Grab the popcorn, hit that share button, and buckle up, because this political soap opera just jumped the shark straight into an active volcano. The witch-hunt everyone said would never die is suddenly on life support, bleeding out in real time, and the entire country is glued to the screen watching it flatline. This is the courtroom drama of the decade, and it’s about to DIE SCREAMING.
If Monday night was the legal equivalent of a four-alarm fire, Tuesday morning was the political explosion that followed.
By sunrise, Trump World had slammed the panic button so hard it practically cracked.
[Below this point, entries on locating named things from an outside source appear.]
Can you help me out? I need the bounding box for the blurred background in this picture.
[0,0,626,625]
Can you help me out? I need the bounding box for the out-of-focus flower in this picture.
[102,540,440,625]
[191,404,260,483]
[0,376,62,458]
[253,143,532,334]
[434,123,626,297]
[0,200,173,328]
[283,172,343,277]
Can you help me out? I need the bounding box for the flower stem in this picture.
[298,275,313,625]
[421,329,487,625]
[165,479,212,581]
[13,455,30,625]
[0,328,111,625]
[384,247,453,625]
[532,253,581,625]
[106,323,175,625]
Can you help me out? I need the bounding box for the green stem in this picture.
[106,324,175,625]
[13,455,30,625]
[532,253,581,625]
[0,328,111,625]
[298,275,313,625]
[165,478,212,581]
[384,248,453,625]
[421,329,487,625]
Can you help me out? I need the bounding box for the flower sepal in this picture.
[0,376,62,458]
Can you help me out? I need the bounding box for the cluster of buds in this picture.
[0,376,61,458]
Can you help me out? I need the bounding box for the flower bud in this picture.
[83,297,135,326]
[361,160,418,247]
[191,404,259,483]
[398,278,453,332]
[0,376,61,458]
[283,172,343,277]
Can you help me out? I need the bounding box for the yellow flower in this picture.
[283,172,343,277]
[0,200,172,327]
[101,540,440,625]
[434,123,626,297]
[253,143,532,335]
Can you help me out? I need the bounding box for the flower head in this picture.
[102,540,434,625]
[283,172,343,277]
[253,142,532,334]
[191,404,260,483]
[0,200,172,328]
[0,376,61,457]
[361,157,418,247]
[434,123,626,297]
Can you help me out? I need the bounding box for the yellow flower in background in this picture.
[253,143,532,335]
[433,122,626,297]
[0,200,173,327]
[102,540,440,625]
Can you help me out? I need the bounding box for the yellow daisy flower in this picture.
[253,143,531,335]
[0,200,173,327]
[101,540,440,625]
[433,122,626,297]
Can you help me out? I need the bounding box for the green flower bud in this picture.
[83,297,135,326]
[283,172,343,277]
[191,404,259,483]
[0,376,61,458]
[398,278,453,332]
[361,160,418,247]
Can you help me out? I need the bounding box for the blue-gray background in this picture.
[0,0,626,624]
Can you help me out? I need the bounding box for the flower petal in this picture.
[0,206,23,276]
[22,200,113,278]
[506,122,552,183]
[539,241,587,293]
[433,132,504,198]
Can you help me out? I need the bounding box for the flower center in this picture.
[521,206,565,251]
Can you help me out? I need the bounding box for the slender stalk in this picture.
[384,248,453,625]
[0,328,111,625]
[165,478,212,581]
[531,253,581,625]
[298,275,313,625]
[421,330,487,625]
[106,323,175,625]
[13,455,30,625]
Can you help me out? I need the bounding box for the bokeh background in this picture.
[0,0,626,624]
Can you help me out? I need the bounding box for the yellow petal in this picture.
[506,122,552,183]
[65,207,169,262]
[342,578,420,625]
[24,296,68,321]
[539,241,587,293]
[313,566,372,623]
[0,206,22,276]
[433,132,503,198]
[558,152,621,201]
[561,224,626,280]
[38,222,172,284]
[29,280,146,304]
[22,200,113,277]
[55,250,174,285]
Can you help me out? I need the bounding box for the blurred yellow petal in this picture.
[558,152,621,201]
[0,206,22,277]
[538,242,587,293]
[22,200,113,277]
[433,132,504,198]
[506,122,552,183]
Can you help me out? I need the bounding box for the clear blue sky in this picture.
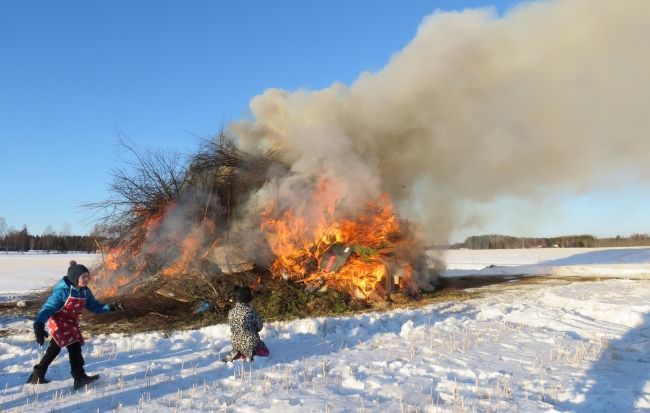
[0,0,650,241]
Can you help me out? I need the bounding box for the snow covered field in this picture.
[443,247,650,278]
[0,248,650,413]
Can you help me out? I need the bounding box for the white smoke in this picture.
[231,0,650,241]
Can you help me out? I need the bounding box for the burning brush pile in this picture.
[86,133,440,310]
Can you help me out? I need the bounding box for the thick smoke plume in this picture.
[231,0,650,241]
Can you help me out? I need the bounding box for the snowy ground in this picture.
[0,248,650,413]
[443,247,650,279]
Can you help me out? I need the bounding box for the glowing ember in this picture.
[262,196,410,296]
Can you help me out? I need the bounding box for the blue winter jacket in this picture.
[34,277,111,324]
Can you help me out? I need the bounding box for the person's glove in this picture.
[34,323,50,346]
[108,301,126,311]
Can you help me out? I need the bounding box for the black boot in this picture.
[70,369,99,390]
[223,350,239,363]
[27,365,50,384]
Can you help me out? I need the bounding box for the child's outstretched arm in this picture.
[253,311,264,333]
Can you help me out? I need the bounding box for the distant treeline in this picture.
[0,229,100,254]
[449,234,650,250]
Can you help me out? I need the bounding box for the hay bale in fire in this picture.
[86,133,435,307]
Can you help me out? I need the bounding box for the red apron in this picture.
[47,287,86,348]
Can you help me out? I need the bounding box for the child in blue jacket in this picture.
[27,261,124,389]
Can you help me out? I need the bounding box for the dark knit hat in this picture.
[235,285,253,304]
[67,264,90,286]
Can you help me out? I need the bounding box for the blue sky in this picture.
[0,0,650,241]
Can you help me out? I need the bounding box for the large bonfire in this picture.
[88,133,436,308]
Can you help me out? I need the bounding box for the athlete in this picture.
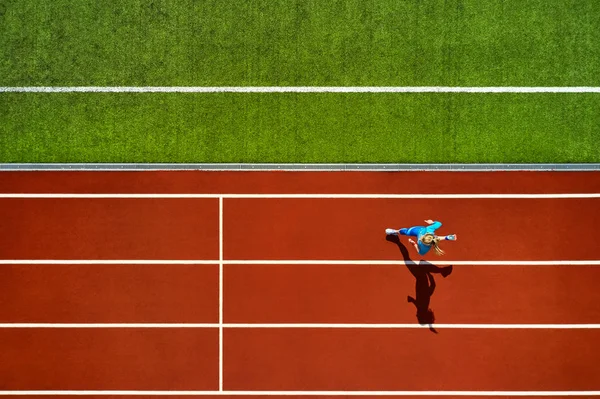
[385,220,457,255]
A flurry of anonymous “sources close to the president” flooded friendly outlets, insisting that Halligan had done “nothing wrong,” that this was all “deep state sabotage,” and that Comey’s legal team was “weaponizing technicalities to protect a traitor.” One Trump adviser went so far as to tell a conservative podcast that the former FBI director was “trying to overturn the will of the people by attacking the president’s chosen prosecutor” — a line that sounded less like law and more like campaign ad copy.
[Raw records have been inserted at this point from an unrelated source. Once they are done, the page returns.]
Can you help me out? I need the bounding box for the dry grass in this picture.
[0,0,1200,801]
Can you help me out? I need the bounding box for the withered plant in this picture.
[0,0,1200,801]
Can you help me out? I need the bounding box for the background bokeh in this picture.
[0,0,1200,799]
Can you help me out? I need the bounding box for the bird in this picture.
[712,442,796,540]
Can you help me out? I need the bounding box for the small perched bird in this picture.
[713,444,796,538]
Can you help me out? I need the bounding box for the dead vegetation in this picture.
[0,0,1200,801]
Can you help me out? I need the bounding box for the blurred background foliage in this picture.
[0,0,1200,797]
Trump himself, predictably, went nuclear on social media.
In a rage-fueled, all-caps Truth-style post that dropped just after 6 a.m., he blasted Comey as “A PROVEN LIAR & LEAKER” and called Halligan “A GREAT PATRIOT” who was being “ATTACKED FOR DOING HER JOB & HOLDING THE CROOKS ACCOUNTABLE.” He accused the “CORRUPT CLINTON & OBAMA JUDGES” of “TRYING TO SAVE THEIR FRIENDS” and warned that “THE AMERICAN PEOPLE WILL NOT STAND FOR THIS TOTAL HOAX OF A MOTION!!!” Within minutes, screenshots were everywhere, spliced next to Comey’s cool, measured court filing like a split screen of two entirely different planets sharing one country.
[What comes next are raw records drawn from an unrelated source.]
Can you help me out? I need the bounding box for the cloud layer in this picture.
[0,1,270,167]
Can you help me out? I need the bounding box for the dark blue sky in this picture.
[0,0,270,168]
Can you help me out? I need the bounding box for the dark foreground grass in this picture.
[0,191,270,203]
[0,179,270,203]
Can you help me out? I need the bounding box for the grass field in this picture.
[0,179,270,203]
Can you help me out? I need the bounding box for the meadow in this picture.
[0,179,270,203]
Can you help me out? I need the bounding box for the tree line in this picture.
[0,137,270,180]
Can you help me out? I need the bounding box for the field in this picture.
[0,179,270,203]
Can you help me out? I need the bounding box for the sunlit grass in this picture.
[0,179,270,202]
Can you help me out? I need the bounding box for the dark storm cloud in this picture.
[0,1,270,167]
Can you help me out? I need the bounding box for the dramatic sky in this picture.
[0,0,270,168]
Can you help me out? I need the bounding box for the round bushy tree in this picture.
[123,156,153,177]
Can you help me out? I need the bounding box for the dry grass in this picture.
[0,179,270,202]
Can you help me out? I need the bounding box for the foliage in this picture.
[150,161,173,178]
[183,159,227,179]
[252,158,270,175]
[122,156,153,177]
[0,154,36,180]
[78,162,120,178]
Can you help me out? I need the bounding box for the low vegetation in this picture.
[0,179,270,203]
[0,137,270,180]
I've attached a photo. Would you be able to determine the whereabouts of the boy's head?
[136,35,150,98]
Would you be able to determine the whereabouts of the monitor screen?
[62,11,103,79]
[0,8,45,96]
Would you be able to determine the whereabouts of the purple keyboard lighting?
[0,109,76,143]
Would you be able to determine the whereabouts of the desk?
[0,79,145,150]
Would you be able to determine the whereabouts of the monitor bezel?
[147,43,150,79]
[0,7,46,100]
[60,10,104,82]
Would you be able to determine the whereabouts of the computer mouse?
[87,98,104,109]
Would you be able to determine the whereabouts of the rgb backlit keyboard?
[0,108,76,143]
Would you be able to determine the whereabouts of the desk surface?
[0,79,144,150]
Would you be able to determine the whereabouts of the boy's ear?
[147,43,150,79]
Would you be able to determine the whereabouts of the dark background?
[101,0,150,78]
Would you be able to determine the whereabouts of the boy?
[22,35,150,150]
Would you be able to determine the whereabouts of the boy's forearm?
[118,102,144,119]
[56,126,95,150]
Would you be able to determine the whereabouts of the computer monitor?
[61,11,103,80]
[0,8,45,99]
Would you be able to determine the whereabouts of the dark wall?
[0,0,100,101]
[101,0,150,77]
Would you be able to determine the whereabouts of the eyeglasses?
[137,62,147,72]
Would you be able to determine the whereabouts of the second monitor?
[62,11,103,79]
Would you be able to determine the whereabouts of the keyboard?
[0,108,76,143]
On Capitol Hill, the reaction split down the usual fault lines — but with a new edge.
Trump-aligned Republicans, already primed to see Halligan as the tip of the spear in a long-delayed reckoning with the “Russia hoax” architects, lashed out at what they called “procedural warfare.” One Freedom Caucus member vowed to haul Judge Nachmanoff and Magistrate Fitzpatrick before House hearings, thundering on cable that “if the deep state can hide behind grand jury fine print, every American should be terrified.” Meanwhile, Democrats could barely contain their glee, accusing Trump of “trying to run a third-world justice system with Instagram influencers in prosecutor’s chairs” and calling Halligan’s handling of the grand jury “an embarrassment to anyone who’s ever taken Criminal Procedure 101.”
Legal commentators — the same ones who once tiptoed around Special Counsel John Durham’s implosion — weren’t holding back this time.

On one network, a former federal prosecutor shook his head and summed it up in one brutal sentence: “If half of what Comey’s motion alleges is true, this isn’t just sloppy — it’s amateur hour at the Department of Justice.” Another analyst pointed out that grand jury rules are “prosecutor 101” and that having two different indictments floating around with the same signature is “the kind of thing that makes bar exam graders break out in hives.” Overnight, law professors started posting clipped screenshots of the motion’s punchiest sections, turning obscure Federal Rules of Criminal Procedure into viral content.
Then came the ethics talk.
Hashtags like #DisbarHalligan and #BarComplaintNow began popping up alongside memes of shredded indictments and melting gavels. To be clear, no formal discipline has been announced; bar authorities move slowly, and everything in Comey’s filing is still just an allegation until a judge rules. But the court of public opinion isn’t waiting. Commentators from left and center are openly asking how long any line prosecutor — even a fiercely loyal one — can survive after a federal magistrate publicly flags “profound investigative and prosecutorial missteps” and a former FBI director accuses her of misleading the court in black-and-white text.